I would say that 2nd script with scannerGetList is doing it right.

Why happybase doing it differently? is it considering timestamps or some other inside happybase/hbase logic? will it eventually scan the whole table, just in different order?

ps. i do know that happybase version will scan and print 1000th row two times, and scannerGetList will ignore the first row in next data. that is not the point, magic is happening in the middle of 1000 row batch.

1

1 Answers

3
votes

I'm not sure about your data, but those loops are not identical. Your Thrift version uses only a single scanner, while your Happybase example repeatedly creates a new scanner. Also, your Happybase version imposes a scanner limit, while your Thrift version does not.

With Thrift you need to do bookkeeping, and you will need duplicate code (the scannerGetList() call) for the loop, so perhaps that's causing your confusion.
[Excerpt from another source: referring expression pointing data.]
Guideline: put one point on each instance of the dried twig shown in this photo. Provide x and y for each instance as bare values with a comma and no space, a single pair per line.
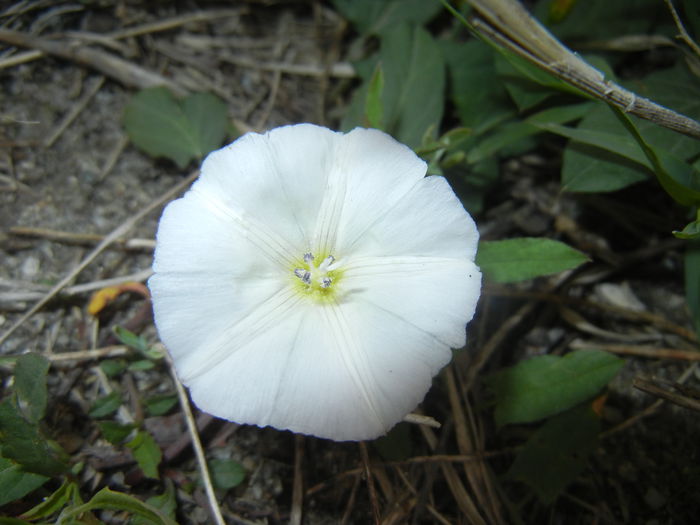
651,352
197,445
298,489
117,68
121,230
508,24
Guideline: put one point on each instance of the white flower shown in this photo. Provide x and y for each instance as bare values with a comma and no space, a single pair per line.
314,281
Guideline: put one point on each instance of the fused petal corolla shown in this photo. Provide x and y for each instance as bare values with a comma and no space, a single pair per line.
314,281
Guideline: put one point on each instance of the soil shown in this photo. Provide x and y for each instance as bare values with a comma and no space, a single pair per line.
89,180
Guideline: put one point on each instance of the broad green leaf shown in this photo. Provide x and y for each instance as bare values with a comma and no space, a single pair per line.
115,432
163,126
110,500
545,385
30,385
208,117
600,166
113,367
160,404
372,17
504,136
147,453
692,281
414,81
106,405
15,483
557,453
226,473
514,260
374,108
475,88
54,503
22,442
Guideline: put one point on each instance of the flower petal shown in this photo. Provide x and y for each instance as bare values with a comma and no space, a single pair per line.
276,179
371,171
434,295
339,372
428,221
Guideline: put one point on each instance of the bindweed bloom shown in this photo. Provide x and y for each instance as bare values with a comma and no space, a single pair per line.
314,281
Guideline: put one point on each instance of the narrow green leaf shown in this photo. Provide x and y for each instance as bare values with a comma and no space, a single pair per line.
146,452
54,503
690,232
541,386
226,473
514,260
106,405
110,500
162,126
22,442
30,385
374,109
161,404
414,82
16,483
372,17
115,432
556,454
513,132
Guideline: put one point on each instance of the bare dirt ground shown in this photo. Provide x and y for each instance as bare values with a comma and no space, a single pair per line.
66,166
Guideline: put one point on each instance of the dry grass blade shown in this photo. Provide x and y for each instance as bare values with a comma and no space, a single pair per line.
507,23
123,71
121,230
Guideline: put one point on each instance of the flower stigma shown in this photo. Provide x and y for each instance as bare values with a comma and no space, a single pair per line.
317,280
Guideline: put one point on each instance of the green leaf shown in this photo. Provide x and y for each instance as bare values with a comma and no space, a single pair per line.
545,385
147,453
161,404
113,367
106,405
414,81
30,385
556,454
372,17
514,260
115,432
475,88
143,364
165,503
55,502
514,132
226,473
374,109
162,126
110,500
692,281
130,339
691,231
16,483
22,442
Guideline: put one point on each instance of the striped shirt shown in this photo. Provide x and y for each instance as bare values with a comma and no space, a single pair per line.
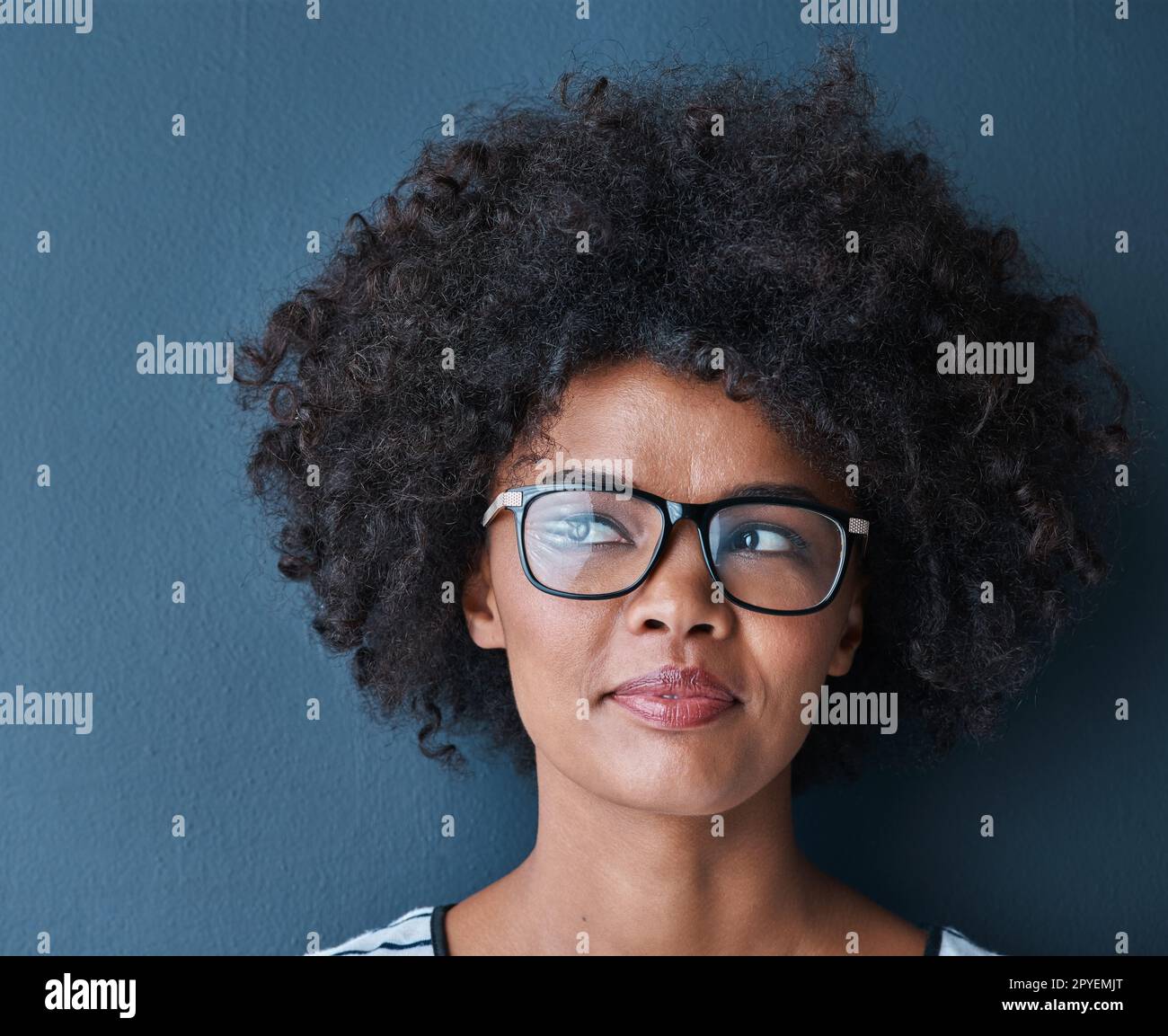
421,932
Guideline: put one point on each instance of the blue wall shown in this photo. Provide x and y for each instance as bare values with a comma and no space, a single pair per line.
199,709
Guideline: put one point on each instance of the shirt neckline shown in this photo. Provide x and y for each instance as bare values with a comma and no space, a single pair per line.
438,934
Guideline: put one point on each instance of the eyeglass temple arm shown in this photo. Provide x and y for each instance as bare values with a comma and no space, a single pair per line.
509,498
860,527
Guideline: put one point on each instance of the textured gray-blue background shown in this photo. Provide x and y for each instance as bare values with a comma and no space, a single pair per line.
199,709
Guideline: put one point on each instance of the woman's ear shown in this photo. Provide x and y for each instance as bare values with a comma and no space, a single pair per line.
853,631
479,604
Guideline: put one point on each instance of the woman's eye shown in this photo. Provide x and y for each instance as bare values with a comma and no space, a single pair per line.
765,538
583,529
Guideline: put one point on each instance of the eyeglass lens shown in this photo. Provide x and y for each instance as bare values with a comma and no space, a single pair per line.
767,555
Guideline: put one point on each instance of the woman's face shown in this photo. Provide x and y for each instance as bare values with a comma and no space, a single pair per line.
686,440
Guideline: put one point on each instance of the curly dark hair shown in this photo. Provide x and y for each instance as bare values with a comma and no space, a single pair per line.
696,240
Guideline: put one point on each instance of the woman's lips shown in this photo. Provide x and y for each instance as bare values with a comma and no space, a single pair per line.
674,697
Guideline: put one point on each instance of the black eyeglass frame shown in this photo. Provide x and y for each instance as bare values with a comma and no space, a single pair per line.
852,528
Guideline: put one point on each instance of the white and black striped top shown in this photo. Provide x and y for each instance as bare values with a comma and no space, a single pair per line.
421,932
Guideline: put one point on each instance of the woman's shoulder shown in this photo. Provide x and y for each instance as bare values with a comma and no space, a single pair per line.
419,932
945,941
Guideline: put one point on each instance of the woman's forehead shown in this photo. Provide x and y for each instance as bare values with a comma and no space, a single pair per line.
677,437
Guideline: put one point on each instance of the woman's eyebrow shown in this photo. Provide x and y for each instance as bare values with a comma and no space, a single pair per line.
774,490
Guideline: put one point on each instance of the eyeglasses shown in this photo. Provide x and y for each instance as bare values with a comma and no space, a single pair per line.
775,555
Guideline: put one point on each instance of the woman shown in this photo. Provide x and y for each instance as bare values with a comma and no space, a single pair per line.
695,335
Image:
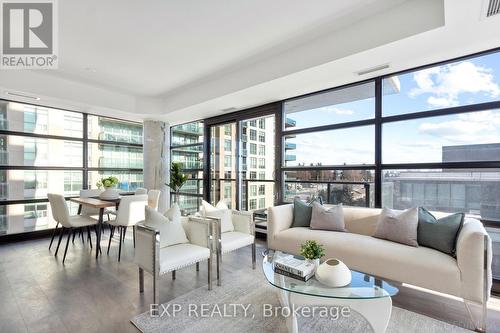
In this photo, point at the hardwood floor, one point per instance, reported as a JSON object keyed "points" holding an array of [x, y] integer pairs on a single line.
{"points": [[39, 294]]}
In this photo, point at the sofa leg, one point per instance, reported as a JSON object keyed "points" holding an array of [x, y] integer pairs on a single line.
{"points": [[473, 321], [218, 262], [253, 255], [141, 280], [209, 273], [156, 290]]}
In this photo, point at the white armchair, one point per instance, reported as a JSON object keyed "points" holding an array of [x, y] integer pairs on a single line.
{"points": [[243, 235], [157, 260]]}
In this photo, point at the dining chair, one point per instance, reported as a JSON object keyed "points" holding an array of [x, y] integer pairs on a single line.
{"points": [[130, 212], [60, 212], [154, 198], [140, 190]]}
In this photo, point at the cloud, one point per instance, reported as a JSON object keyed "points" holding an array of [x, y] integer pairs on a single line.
{"points": [[466, 128], [446, 83]]}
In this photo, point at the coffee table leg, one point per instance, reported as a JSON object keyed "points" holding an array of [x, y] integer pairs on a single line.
{"points": [[377, 311], [99, 226]]}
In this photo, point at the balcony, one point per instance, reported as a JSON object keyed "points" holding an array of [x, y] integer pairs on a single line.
{"points": [[290, 123]]}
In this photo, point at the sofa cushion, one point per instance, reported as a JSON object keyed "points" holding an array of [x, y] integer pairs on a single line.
{"points": [[418, 266], [327, 218], [398, 226], [440, 234], [301, 213]]}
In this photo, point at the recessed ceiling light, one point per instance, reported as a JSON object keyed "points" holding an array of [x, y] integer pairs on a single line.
{"points": [[22, 95], [373, 69]]}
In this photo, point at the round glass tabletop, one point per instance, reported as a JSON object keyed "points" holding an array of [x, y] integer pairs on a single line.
{"points": [[362, 286]]}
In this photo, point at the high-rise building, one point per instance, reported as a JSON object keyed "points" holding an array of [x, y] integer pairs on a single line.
{"points": [[44, 142]]}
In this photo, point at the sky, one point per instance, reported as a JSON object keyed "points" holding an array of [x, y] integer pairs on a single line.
{"points": [[471, 81]]}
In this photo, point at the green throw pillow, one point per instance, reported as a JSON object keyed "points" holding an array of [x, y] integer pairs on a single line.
{"points": [[439, 234], [302, 213]]}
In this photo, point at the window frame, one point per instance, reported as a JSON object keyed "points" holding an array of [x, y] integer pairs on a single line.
{"points": [[83, 168]]}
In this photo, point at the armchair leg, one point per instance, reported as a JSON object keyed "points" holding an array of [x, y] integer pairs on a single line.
{"points": [[141, 280], [209, 273], [253, 255], [67, 243], [219, 260], [156, 291], [120, 246], [53, 235], [111, 233], [89, 238], [63, 229]]}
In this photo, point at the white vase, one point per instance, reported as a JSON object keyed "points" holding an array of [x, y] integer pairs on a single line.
{"points": [[333, 273], [315, 262], [109, 193]]}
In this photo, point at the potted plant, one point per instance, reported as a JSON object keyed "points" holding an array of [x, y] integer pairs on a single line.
{"points": [[109, 184], [177, 179], [312, 251]]}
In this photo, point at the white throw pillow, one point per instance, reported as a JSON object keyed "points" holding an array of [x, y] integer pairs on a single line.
{"points": [[174, 213], [222, 211], [398, 226], [171, 232]]}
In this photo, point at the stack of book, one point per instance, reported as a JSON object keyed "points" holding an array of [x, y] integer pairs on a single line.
{"points": [[294, 267]]}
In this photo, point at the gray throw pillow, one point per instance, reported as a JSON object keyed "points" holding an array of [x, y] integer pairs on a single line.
{"points": [[331, 218], [400, 227], [301, 213], [439, 234]]}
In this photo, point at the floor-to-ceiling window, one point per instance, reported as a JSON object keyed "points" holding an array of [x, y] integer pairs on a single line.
{"points": [[328, 148], [428, 137], [187, 148], [242, 166], [42, 150]]}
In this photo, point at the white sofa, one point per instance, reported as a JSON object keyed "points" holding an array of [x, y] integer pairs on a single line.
{"points": [[420, 266]]}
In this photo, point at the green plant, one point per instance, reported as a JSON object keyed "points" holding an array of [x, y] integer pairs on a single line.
{"points": [[312, 250], [107, 182], [177, 178]]}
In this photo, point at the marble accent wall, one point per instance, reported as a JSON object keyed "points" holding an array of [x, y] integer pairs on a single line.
{"points": [[157, 159]]}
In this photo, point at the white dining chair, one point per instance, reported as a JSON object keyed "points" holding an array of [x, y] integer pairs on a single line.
{"points": [[154, 199], [140, 190], [60, 212], [130, 212]]}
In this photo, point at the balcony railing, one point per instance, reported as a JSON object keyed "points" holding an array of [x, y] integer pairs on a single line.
{"points": [[331, 185]]}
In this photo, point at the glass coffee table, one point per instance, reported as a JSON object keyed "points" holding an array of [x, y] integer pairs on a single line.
{"points": [[367, 295]]}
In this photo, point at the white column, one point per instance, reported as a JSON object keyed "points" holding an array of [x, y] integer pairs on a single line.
{"points": [[157, 159]]}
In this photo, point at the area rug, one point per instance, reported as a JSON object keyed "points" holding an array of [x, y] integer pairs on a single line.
{"points": [[238, 306]]}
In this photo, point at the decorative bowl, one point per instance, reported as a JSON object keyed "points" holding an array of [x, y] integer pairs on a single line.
{"points": [[333, 273], [110, 193]]}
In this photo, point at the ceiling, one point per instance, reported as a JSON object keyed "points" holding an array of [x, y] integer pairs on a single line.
{"points": [[185, 60]]}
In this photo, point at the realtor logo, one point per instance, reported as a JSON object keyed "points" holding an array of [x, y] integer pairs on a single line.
{"points": [[29, 39]]}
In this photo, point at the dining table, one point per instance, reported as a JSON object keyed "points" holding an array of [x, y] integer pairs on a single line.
{"points": [[101, 205]]}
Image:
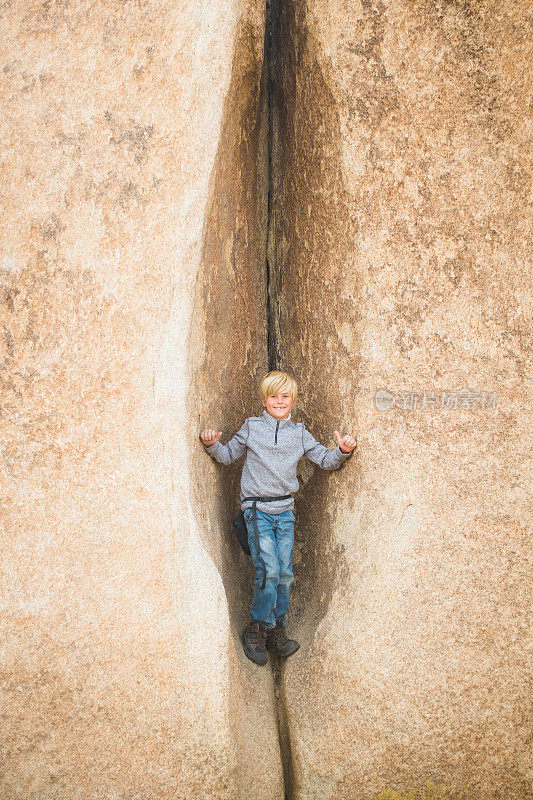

The right approach with Happybase would simply be this:

table = connection.table(tablename)
for key, data in table.scan(row_start=new_key, batch_size=1000):
    print key
    if some_condition:
        break  # this will cleanly close the scanner

Note: no nested loops here. Other benefit is that Happybase will properly close the scanner when you're done with it, while your Thrift version does not.